Meet Mason. He's an average American 40-year-old: 5 foot 10 inches tall and earning \$47,000 per year before tax.

How often would you expect to meet someone who earns 10x as much as Mason?

And now, how often would you expect to meet someone who is 10x as tall as Mason?

Your answers to the two questions above are different, because the distribution of data is different. In some cases, 10x above average is common. While in others, it's not common at all.

So what are normal distributions?

Today, we're interested in normal distributions. They are represented by a bell curve: they have a peak in the middle that tapers towards each edge. A lot of things follow this distribution, like your height, weight, and IQ.

This distribution is exciting because it's symmetric – which makes it easy to work with. You can reduce lots of complicated mathematics down to a few rules of thumb, because you don't need to worry about weird edge cases.

For example, the peak always divides the distribution in half. There's equal mass before and after the peak.

Another important property is that we don't need a lot of information to describe a normal distribution.

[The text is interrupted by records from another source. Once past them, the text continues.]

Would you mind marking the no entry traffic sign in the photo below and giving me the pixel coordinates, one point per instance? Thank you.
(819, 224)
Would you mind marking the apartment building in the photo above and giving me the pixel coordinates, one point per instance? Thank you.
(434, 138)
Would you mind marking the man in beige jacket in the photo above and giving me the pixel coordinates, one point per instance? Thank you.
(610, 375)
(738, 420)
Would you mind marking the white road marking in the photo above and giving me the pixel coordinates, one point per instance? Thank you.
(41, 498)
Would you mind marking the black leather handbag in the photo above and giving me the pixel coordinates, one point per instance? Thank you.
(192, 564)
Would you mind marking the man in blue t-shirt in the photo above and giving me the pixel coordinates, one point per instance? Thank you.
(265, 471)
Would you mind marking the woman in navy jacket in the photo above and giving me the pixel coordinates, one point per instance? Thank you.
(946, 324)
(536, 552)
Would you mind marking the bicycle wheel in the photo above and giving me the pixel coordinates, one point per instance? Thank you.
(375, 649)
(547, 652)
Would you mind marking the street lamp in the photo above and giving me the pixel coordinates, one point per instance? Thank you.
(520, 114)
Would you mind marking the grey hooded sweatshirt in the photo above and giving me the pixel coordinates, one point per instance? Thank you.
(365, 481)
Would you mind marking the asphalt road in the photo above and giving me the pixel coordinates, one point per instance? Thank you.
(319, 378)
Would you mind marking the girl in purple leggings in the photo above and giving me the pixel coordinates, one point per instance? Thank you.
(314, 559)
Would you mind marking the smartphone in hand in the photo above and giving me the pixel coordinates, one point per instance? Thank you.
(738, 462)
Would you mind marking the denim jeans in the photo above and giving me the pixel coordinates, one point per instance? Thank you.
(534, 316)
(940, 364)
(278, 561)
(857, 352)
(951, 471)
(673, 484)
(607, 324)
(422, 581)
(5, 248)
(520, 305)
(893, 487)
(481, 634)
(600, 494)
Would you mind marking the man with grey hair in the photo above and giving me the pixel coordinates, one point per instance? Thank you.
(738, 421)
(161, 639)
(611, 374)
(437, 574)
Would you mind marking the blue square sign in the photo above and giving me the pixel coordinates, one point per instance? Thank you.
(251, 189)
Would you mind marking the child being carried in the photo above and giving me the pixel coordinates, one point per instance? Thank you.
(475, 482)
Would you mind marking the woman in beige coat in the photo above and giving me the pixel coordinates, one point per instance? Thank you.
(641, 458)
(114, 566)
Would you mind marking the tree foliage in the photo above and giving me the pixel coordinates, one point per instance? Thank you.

Indeed, we only need two things:

1. The mean. Most people just call this "the average." It's what you get if you add up the value of all your observations, then divide that number by the number of observations. For example, the average of these three numbers: `1, 2, 3 = (1 + 2 + 3) / 3 = 2`
2. And the standard deviation. This tells you how rare an observation would be. Most observations fall within one standard deviation of the mean. Fewer observations are two standard deviations from the mean. And even fewer are three standard deviations away (or further).

Together, the mean and the standard deviation make up everything you need to know about a distribution.

The 68-95-99 rule

The 68-95-99 rule is based on the mean and standard deviation. It says:

68% of the population is within 1 standard deviation of the mean.

95% of the population is within 2 standard deviation of the mean.

99.7% of the population is within 3 standard deviation of the mean.

How to calculate normal distributions

To continue our example, the average American male height is 5 feet 10 inches, with a standard deviation of 4 inches. This means:

Now for the fun part: Let's apply what we've just learned.

What's the chance of seeing someone with a height between between 5 feet 10 inches and 6 feet 2 inches? (That is, between 70 and 74 inches.)

It's 34%! We leverage both the properties: the distribution is symmetric, which means chances for (66-70) inches and (70-74) inches are both 68/2 = 34%.

Let's try a tougher one. What's the chance of seeing someone with a height between 62 and 66 inches?

It's (95-68)/2 = 13.5%. Both outer edges have the same %.

And now your final (and hardest test): What's the chance of seeing someone with a height greater than 82 inches?

Here, we use also the final property: everything must sum to 100%. So the outer edges (that is, heights below 58 and heights above 82) together make (100% - 99.7%) = 0.3%.

Remember, you can apply this on any normal distribution. Try doing the same for female heights: the mean is 65 inches, and standard deviation is 3.5 inches.

So, the chance of seeing someone with a height between 65 and 68.5 inches would be: ___.

...

...

34%! It's exactly the same as our first example. It's +1 standard deviation.

Conclusion

Knowing this rule makes it very easy to calibrate your senses. Since all we need to describe any normal distribution is the mean and standard deviation, this rule holds for every normal distribution in the world!

The challenging part, indeed, is figuring out whether the distribution is normal or not.